The second, and fatal, blow came last April, when NBC announced that it wouldn’t be renewing Jay’s contract this year, and would instead be handing over “The Tonight Show” reins to Jimmy Fallon.

It’s a move that just doesn’t make sense. Jay is TV’s most popular late-night host, and he’s at the height of his popularity. He’s only 63, isn’t ill and still has a lot to offer. More than 4 million viewers a night seem to agree.

Fallon is talented and energetic, but he’s also relatively inexperienced, having notched just five years on his “Late Night” belt. What is NBC doing?

The answer, in boring industry-speak, is that it wants to attract the vaunted “younger” demographic. Ha! Jay’s numbers, including the coveted 18-to-49-year-old viewers we TV people obsessively reference, have grown in the 11-month countdown to his finale — almost as if sympathetic TV viewers are giving NBC a big Bronx cheer, a “Take that!” for forcing Jay to quit a show he never wanted to leave in the first place.

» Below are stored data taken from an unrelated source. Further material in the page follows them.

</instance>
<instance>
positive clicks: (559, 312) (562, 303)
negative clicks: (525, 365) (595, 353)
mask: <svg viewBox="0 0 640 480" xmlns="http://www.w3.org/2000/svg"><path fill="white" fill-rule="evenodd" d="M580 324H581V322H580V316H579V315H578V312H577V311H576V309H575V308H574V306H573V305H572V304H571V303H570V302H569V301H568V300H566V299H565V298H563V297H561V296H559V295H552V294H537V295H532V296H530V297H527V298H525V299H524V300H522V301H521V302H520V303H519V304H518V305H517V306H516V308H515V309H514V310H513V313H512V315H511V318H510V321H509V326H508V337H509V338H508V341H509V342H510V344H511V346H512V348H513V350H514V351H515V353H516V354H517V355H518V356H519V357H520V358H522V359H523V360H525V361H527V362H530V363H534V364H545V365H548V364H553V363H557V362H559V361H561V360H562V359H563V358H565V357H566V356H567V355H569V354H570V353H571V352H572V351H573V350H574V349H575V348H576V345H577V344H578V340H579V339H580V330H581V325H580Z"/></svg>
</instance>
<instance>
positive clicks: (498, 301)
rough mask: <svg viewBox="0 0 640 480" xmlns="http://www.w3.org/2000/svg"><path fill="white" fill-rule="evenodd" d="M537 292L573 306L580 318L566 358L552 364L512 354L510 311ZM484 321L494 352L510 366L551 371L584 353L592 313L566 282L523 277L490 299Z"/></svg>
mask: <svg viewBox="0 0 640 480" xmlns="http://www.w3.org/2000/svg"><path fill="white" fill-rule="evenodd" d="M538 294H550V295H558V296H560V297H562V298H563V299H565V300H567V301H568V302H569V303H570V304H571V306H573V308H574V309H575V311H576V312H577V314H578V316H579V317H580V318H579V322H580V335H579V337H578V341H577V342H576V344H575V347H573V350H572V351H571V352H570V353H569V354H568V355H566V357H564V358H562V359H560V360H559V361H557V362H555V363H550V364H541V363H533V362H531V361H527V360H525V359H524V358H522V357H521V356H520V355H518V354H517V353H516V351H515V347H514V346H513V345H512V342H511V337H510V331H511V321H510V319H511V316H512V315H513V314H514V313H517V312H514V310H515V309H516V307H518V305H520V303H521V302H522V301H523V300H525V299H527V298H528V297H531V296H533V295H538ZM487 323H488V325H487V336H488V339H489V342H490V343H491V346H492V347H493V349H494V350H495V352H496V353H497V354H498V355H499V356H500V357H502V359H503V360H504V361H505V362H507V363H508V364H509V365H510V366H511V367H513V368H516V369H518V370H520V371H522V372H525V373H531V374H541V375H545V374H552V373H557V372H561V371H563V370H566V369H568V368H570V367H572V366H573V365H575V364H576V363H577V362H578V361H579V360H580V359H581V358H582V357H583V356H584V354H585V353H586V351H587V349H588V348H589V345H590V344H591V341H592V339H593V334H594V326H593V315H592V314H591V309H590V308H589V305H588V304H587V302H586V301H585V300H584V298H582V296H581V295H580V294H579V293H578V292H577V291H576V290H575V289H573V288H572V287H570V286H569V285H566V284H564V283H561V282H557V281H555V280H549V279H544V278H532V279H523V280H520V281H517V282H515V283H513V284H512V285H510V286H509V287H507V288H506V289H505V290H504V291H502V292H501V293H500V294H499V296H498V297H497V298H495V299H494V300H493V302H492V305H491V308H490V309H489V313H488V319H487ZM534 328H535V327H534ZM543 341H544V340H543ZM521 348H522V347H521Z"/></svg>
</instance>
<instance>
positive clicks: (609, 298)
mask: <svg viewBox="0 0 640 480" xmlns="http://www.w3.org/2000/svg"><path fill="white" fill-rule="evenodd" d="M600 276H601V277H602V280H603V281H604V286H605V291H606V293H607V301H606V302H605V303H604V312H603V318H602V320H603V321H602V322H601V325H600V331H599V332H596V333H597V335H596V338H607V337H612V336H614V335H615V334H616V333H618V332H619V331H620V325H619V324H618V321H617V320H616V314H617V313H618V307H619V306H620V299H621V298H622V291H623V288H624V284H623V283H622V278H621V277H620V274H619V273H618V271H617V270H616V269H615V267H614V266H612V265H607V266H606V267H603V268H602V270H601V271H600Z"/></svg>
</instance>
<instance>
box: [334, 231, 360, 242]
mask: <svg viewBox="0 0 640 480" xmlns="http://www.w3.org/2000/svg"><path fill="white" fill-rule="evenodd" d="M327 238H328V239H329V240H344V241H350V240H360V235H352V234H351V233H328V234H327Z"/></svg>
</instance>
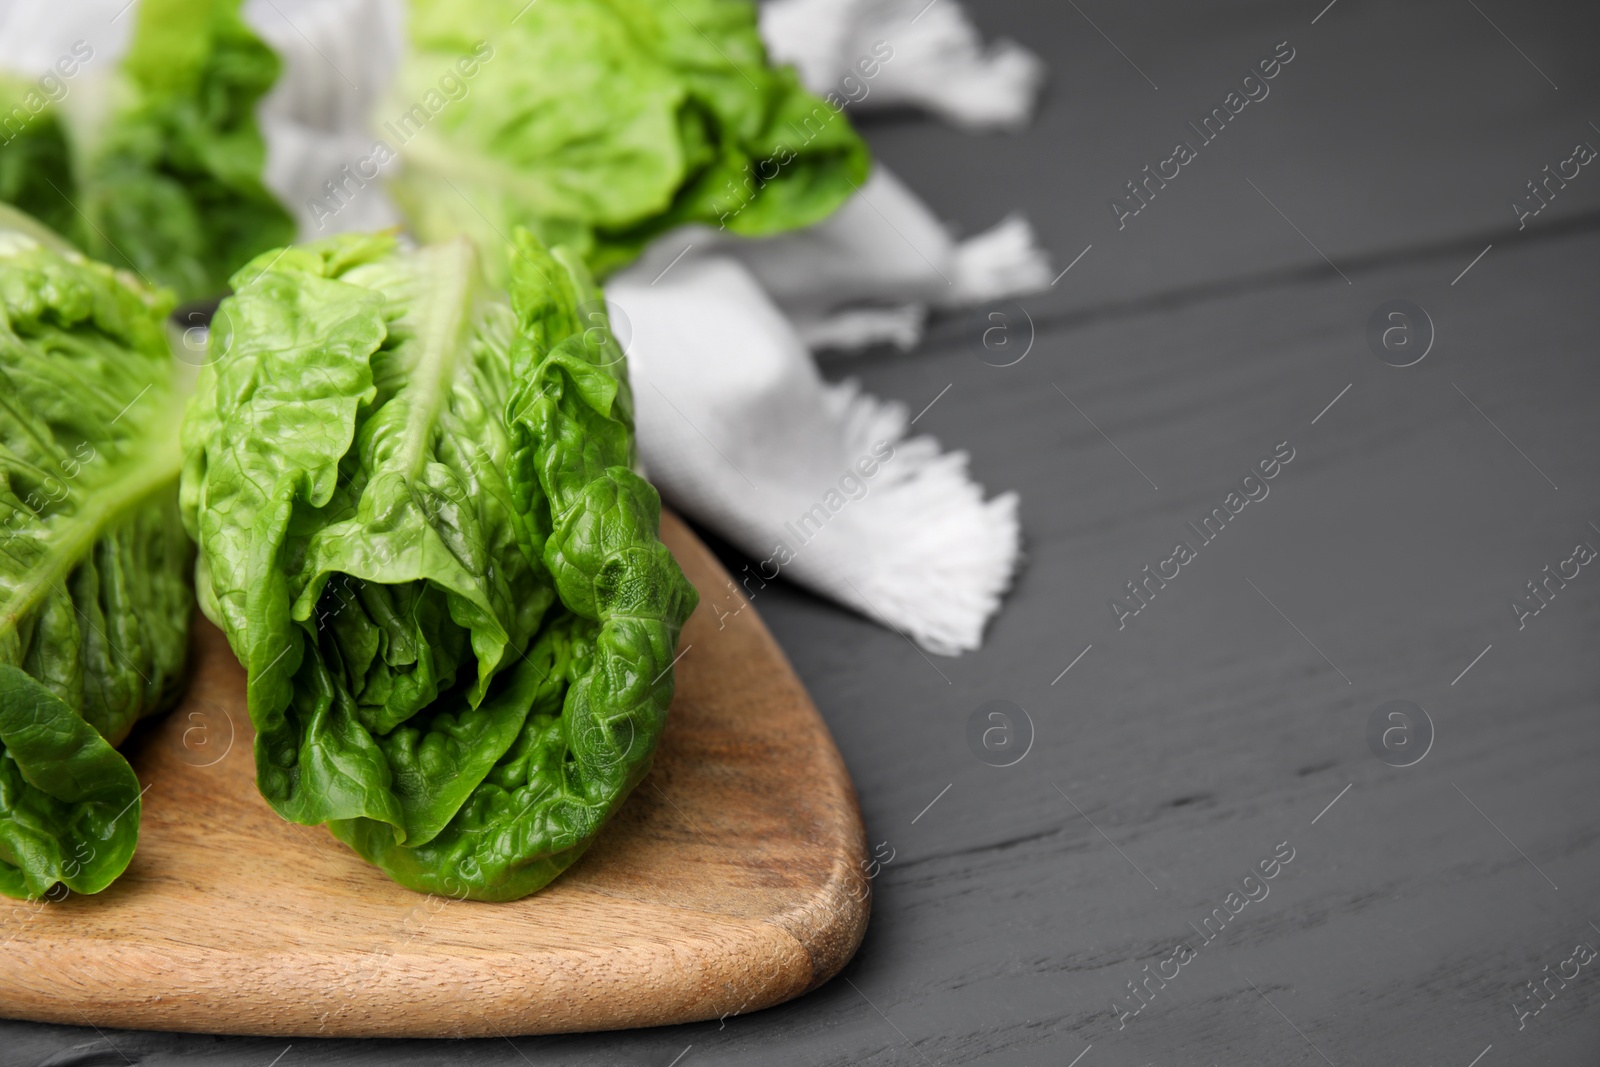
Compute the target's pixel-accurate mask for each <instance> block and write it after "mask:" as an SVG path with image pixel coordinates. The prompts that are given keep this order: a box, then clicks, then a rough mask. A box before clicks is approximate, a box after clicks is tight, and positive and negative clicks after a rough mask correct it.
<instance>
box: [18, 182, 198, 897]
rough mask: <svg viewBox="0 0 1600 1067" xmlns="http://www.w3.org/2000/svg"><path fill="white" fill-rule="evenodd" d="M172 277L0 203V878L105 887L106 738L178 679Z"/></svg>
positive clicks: (181, 671)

Jay has handled the network’s slow, incremental backstabbing with admirable grace and restraint. Sure, he’s poked fun at NBC regarding his forced departure, but never maliciously — that’s not his style. He’s been welcoming to Fallon, whom he genuinely seems to like (if it’s an act, then well-played, my friend).

Of course, it’s easy to be magnanimous about your early retirement when you’re making in the neighborhood of $20 million, but it’s never been about the money for Jay. A few years back, he cut his salary so NBC, in budget-slashing mode, wouldn’t fire his staffers. More recently, when NBC pushed him to bow out before his contract expires in September, so that the network could promote Fallon during its Olympics coverage, he agreed to leave early but stipulated that his staffers be paid through September. Class move, even for a guy with a huge weekly paycheck.

But Jay’s not a showbiz angel. He has his detractors in the business: Some say he’s two-faced, a nice-guy glad-hander in public, but a backstage conniver. Jimmy Kimmel, who has the competing 11:35 timeslot over on ABC, has been a vociferous and longtime Jay-basher, initially criticizing him for swooping back through the door in 2010 when Conan faltered, and continuing to pile it on thereafter. You can add comedian Patton Oswalt and Howard Stern to the list.

And, of course, there’s Jay’s decades-old adversary, David Letterman, who’s carved his own unique niche over at CBS with “The Late Show,” still going strong for more than 20 years now. Dave has never forgiven Jay for his Machiavellian maneuvering into Johnny Carson’s seat, and Jay’s ratings dominance hasn’t assuaged those bad feelings.

So now Jay leaves “Tonight,” this time for good (we think). He leaves a legacy on par with his predecessor, Johnny Carson, who was considered “The King of Late Night” when he retired in 1992.

For a new generation of viewers — and even for some of us who were lucky enough to catch Carson in his prime — it’s Jay, as much as Johnny, who has defined “The Tonight Show.”

Remember that when he takes his final bow this week.